Grimeborn Opera launches its summer season with Alison Thorman’s Violetta, her reduction of Verdi’s La traviata, which also marked Opera Allegra’s debut at last year’s Edinburgh Fringe. It runs for ninety minutes straight through, and gives the two leads the chance to showcase their talents in familiar numbers. Reverting to Verdi’s first title, the abridgment reminds that the smaller roles are there mainly to put Violetta into context as a kept/bought woman and to keep you waiting for the big arias – and it also assumes the audience’s familiarity with the original.
However, the abridgment isn’t so fierce that there isn’t space for a couple of directorial adjustments (presumably from Thorman). The first/lesser one is the use of Erik Satie’s erotic song ‘Je te veux’ (I desire you) as a prelude to Verdi’s Prelude, a tender waltz about the plaisirs et chagrins d’amour. The second/much bigger one changes the role of Alfredo’s father Giorgio to Alfredo’s mother, which carries any number of implications to do with Alfredo’s upbringing, alongside Mère Germont’s pragmatic appraisal about her son’s unsuitable attachment. Thorman, looking like a figure out of a Seurat painting, plays her as a matriarch used to getting her own way, while incidentally pointing out that emotional blackmail transcends gender boundaries. Violetta and the Mother’s duet in the Satie also implies a slant of feminist solidarity, even though the original usually trumpets it loud and proud.

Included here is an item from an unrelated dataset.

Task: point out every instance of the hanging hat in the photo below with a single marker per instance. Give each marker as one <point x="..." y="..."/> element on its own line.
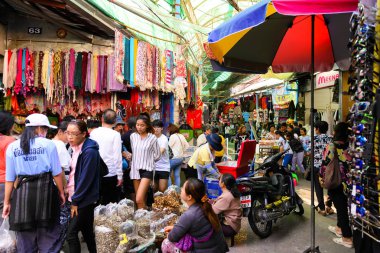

It looks as though the team at the Arcola’s small Studio 2 is the same as for the Edinburgh premiere, and if Thorman was responsible for the casting, she has done well by Loretta Hopkins and Ben Leonard. Hopkins perhaps overdoes the coquettishness in her first meeting with Alfredo, but her sumptuous, solid soprano fills the space, her coloratura is agile and expressive, she looks good in her various quick-change nineteenth-century costumes, and she stripped her character bare in the scene with Mother, Thorman imposing her will in a finely managed Provence song. Ben Leonard (in the process of changing his professional name to Ben Smith) has a ringing Italianate tenor of considerable power and ardour, he is usefully personable, and his acting gets straight to the passionate point.
Simon Howat’s fluency at the piano is impressively stylish and suits the space, William Green’s adroit conducting makes the reduction seem almost spacious, and Martin Berry's staging (basically a chaise-longue) successfully creates its own terms.